# FIRST CYCLE Sustanon 250 & Deca 250 NEED HELP / RECOMMENDATIONS!!



## RickyC (May 26, 2012)

My name is Ricardo, 22 years old, 5'8" @ 160 lbs, naturally tone and skinny so body fat guessing around 9 %. This is my first cycle ever so I am looking for mass and size and hoping to find a way to keep most of my gains permanently, dry gains.

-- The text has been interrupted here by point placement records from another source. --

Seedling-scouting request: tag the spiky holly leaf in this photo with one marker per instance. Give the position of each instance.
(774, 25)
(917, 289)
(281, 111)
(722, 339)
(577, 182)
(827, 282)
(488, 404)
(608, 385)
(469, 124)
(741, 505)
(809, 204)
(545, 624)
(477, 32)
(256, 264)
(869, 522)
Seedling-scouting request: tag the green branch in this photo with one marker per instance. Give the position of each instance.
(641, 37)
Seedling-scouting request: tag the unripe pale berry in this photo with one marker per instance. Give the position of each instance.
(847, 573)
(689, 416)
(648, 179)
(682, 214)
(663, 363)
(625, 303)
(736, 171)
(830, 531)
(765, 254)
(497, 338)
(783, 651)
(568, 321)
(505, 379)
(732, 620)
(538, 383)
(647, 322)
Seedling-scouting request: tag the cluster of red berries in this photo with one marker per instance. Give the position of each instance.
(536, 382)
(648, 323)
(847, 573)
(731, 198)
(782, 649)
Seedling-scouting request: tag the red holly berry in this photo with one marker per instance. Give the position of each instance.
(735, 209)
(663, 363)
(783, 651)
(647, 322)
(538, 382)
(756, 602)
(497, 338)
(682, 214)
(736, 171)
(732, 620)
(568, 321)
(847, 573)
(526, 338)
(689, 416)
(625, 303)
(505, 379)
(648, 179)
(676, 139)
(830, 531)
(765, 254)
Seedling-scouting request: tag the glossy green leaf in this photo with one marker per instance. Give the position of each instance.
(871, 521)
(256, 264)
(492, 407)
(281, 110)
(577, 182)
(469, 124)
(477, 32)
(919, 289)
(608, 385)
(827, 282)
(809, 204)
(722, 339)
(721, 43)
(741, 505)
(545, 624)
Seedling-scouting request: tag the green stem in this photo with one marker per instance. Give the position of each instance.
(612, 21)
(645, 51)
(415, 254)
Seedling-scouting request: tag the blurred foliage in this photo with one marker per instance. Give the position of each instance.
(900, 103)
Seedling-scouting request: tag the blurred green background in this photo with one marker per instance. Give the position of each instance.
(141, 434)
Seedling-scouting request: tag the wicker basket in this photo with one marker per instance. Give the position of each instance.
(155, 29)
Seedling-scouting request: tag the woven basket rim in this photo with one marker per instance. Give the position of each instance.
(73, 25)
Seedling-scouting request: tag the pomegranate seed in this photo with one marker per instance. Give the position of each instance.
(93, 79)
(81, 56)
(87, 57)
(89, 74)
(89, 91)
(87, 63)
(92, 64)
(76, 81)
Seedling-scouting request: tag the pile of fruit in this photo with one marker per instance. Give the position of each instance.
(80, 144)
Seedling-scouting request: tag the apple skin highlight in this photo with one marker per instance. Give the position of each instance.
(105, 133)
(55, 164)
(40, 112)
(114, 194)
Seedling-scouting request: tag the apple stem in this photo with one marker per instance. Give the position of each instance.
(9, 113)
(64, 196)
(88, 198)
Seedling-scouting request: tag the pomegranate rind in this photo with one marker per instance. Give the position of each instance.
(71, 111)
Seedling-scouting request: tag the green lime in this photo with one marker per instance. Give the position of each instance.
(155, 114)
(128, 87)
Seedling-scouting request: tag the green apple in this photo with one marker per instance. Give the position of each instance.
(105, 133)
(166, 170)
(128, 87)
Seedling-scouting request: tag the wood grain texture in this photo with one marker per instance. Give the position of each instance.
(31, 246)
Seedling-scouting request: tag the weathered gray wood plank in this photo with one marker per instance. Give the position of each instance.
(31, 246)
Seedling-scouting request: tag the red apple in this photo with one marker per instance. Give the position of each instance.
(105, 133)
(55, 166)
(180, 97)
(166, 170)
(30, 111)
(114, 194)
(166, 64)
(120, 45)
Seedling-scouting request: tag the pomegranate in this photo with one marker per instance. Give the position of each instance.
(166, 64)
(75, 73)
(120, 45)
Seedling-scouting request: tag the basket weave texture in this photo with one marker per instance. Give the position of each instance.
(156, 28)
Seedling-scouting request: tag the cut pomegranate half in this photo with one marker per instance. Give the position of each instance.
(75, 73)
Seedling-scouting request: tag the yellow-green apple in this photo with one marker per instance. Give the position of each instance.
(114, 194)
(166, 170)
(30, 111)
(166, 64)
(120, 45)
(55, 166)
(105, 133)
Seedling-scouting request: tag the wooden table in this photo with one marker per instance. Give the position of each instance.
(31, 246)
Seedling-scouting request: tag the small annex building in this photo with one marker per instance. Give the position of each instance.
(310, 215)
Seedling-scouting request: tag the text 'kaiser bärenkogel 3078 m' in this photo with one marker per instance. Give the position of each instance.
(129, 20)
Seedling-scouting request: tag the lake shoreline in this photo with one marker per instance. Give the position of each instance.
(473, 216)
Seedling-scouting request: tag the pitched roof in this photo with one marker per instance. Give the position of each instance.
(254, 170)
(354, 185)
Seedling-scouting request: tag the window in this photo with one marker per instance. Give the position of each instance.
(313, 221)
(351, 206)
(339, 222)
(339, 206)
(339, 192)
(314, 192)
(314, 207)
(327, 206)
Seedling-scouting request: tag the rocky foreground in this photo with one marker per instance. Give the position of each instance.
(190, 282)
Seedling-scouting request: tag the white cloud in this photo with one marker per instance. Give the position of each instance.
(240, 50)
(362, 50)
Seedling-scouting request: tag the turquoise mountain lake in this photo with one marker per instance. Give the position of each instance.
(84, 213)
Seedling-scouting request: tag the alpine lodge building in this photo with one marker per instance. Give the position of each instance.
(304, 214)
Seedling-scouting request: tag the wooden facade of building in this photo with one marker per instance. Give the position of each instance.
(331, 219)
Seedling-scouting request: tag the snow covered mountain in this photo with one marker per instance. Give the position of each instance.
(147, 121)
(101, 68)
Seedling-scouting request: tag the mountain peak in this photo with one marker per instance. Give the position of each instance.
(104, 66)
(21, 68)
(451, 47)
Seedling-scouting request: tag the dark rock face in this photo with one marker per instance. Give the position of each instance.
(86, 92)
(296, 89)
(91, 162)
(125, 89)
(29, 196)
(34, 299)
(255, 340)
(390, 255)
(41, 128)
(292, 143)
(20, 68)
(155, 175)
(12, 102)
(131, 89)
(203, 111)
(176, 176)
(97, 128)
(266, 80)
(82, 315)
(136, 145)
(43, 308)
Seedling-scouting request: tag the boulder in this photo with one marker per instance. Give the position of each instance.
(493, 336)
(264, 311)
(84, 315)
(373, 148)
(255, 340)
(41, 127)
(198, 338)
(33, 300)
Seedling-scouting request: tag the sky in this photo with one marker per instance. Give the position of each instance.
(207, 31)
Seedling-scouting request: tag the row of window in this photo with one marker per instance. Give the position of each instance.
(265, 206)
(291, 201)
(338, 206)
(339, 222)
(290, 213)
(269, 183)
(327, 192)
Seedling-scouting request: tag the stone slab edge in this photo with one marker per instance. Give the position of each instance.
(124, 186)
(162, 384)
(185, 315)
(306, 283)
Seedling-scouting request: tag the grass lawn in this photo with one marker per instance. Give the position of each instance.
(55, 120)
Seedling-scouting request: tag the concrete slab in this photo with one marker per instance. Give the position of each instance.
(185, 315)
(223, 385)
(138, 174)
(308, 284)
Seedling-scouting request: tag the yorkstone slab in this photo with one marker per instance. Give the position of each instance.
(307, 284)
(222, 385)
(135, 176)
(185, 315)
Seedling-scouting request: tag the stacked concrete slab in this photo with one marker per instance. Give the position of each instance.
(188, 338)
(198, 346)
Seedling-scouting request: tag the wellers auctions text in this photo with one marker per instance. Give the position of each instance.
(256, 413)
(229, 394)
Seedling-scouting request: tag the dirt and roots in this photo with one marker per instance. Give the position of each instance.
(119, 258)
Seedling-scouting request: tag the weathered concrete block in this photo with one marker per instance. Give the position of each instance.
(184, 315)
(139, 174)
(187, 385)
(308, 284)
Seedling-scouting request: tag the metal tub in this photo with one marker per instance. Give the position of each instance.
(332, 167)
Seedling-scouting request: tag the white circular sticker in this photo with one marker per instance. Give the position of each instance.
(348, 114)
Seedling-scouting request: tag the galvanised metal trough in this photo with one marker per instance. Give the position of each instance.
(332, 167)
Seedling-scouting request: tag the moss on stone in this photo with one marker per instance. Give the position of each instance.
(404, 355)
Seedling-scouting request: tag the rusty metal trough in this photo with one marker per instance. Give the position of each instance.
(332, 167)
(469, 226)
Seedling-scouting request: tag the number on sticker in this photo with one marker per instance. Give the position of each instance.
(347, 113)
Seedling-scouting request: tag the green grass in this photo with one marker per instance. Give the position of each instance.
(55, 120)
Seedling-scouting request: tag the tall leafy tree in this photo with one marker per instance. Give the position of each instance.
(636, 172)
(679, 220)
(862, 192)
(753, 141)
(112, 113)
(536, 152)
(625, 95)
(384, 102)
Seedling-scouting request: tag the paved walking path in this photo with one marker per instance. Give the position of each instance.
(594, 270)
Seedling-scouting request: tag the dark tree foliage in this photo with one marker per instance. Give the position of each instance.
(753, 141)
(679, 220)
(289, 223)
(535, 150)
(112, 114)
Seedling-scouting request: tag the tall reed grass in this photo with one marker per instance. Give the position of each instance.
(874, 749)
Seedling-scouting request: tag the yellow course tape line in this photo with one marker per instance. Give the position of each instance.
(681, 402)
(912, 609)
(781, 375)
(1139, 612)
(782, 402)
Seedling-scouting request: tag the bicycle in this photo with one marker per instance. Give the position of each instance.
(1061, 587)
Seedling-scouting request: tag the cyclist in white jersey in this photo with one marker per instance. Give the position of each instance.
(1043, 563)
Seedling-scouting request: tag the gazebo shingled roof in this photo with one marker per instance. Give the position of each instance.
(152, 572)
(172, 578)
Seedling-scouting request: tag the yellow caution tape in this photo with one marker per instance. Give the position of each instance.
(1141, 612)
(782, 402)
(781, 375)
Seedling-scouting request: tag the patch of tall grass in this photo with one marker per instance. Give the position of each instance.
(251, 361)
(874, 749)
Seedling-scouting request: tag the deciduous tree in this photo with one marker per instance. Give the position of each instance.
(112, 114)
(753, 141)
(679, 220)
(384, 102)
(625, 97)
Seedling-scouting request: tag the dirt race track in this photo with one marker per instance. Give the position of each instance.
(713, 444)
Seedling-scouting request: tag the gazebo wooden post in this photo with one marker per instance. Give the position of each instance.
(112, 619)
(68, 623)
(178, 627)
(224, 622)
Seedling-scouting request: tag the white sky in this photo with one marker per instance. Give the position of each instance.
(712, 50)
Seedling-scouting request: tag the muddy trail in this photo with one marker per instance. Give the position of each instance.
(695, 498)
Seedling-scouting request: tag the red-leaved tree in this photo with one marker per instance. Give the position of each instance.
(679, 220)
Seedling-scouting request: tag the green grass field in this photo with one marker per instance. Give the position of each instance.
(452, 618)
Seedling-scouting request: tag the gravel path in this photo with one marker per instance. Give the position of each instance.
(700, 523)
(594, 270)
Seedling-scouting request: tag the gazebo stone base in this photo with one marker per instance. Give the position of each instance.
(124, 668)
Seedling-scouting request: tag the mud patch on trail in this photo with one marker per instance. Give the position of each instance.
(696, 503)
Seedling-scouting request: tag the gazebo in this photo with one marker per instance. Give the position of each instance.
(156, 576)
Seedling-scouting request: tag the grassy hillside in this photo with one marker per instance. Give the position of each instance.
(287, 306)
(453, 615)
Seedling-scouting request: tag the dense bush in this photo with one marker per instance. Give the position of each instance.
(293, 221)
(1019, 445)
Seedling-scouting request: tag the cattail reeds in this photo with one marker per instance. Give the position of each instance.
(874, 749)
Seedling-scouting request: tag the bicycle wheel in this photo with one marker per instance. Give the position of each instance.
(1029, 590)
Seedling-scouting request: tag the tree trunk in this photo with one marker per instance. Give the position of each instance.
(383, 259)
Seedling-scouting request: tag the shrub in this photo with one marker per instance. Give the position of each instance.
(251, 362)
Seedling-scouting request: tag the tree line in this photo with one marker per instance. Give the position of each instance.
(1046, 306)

Week 1-10 Sustanon 250 @ 500 mg/week
Week 1-10 Deca-Durabolin 300 @ 250 mg/week

Week 1-10 Anastrozole (AnaSolut) @ .50 mg/EOD

Week 12-15 Tamoxifen (TamoSolut) = generic Nolvadex @ 40/40/20/20 mg / day
Week 11-15 DAA @ 3,000 mg / day

I will have 2 vials (10 mL each) of Sustanon 250 and 1 vial (10 mL) of Deca-Durabolin 250.

For anti-estrogens I have heard to take arimidex over aromasin.
For my post cycle I have been told to take Nolvadex and to stay away from clomid.

My questions generally revolve around the PCT. What I should take, when should I take it, and how much of it should I take (regarding arimidex, aromasion, Nolvadex). Any help at all would be great. Thank you.

Questions:
How long should I wait to start my PCT after the Sust & Deca are done?
What can I take/do to prevent getting acne?
Should I take Arimidex @ .25 mg or .50 mg /EOD?
Is my dosage of Nolvadex at 40/40/20/20 mg/day correct or should it be 20/30/30/20 mg/day?


----------



## jessequattrone (May 26, 2012)

RickyC said:


> My name is Ricardo, 22 years old, 5'8" @ 160 lbs, naturally tone and skinny so body fat guessing around 9 %. This is my first cycle ever so I am looking for mass and size and hoping to find a way to keep most of my gains permanently, dry gains.
> 
> Week 1-10 Sustanon 250 @ 500 mg/week
> Week 1-10 Deca-Durabolin *300* @ 250 mg/week
> ...


is your deca 300 or 250? either way it doesnt matter just confusing.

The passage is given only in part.